Thursday, February 11, 2021

Review: Cherries in Winter by Suzan Colòn

When the recession of 2008 hit, we were moving from one state to another for a job change. It was hard but we were lucky. Although we lost a lot of money selling our house, financially we were okay and still had a paycheck coming in. Suzan Colòn, a writer and journalist, was laid off from her job, having to rely on sporadic freelancing and her partner's paycheck. This pushed her to be more frugal and thoughtful in her purchases, especially groceries, and Cherries in Winter is her memoir of that time, of looking back at the recipes her family has loved and used in previous lean times and of finding a way to push through and find hope for the future.

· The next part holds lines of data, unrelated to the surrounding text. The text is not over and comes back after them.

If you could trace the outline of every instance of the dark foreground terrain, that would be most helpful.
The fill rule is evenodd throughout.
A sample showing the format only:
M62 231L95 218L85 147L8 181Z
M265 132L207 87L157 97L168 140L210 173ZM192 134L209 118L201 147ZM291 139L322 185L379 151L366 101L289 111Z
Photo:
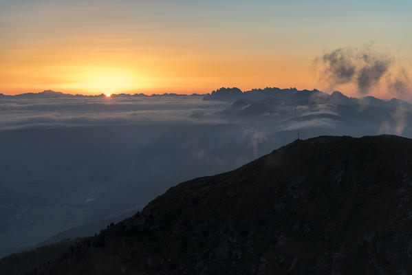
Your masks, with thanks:
M411 274L412 140L296 140L69 243L6 257L0 273Z

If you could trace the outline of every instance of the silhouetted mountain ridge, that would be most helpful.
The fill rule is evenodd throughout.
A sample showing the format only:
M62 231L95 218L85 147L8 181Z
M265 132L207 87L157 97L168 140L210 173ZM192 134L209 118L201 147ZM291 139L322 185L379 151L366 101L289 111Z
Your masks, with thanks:
M169 188L36 274L410 273L411 153L393 135L296 140Z

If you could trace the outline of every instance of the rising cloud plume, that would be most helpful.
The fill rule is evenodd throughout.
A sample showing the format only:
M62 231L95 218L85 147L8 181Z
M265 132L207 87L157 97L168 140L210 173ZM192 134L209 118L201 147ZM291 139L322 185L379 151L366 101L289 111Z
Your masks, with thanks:
M331 88L351 83L360 95L365 95L383 83L394 96L402 96L411 91L410 80L404 69L394 72L394 60L389 52L376 50L369 44L361 49L341 47L325 53L315 58L315 65L321 78Z

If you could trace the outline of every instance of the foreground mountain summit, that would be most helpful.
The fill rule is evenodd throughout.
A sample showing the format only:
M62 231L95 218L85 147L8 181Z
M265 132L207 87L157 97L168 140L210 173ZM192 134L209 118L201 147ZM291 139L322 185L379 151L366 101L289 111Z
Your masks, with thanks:
M33 273L409 274L411 229L412 140L323 136L171 188Z

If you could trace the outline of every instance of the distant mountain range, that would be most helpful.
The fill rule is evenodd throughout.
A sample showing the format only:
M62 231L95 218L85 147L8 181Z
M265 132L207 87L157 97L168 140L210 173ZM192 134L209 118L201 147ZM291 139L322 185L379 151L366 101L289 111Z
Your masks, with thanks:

Colòn goes through her grandmother's recipes, using them to economize even as she bemoans the loss of the ability to shop in an expensive grocery store and to buy whatever struck her fancy without considering the cost and that cost's impact on her weekly bottom line. Buying whatever she wanted was a sign that she'd moved beyond her family's long history of living paycheck to paycheck and the need to stretch their meals as far as possible. So when she lost that ability, it was hard for her to accept. But as she cooked the economical recipes from her great-grandmother, grandmother, and mother, she learned not only how to make it through but also about the strong, resilient women from whom she came. The dishes she recreates, some not entirely faithfully, come with family stories attached and there is wisdom imparted along with the stories and food. She weaves tales from her own life and from the women who came before her into the almost diary like narrative. It is possible to see Colon's magazine background in the spare, straightforward writing. Each chapter is started with a recipe or a snippet from her grandmother's column that leads her down memory lane as well as into her current situation. She is undoubtedly privileged and far from destitute, which will make her unhappiness with her situation tough for some to stomach (a little pun to lighten the mood), but she's honest about the difficulty she faces and the reason why it takes such an emotional toll on her. This is a very quick read. The family stories are heartfelt and illustrative; it was nice to see Colòn realize what is most important in her life, and it's surely not where she can afford to buy her groceries.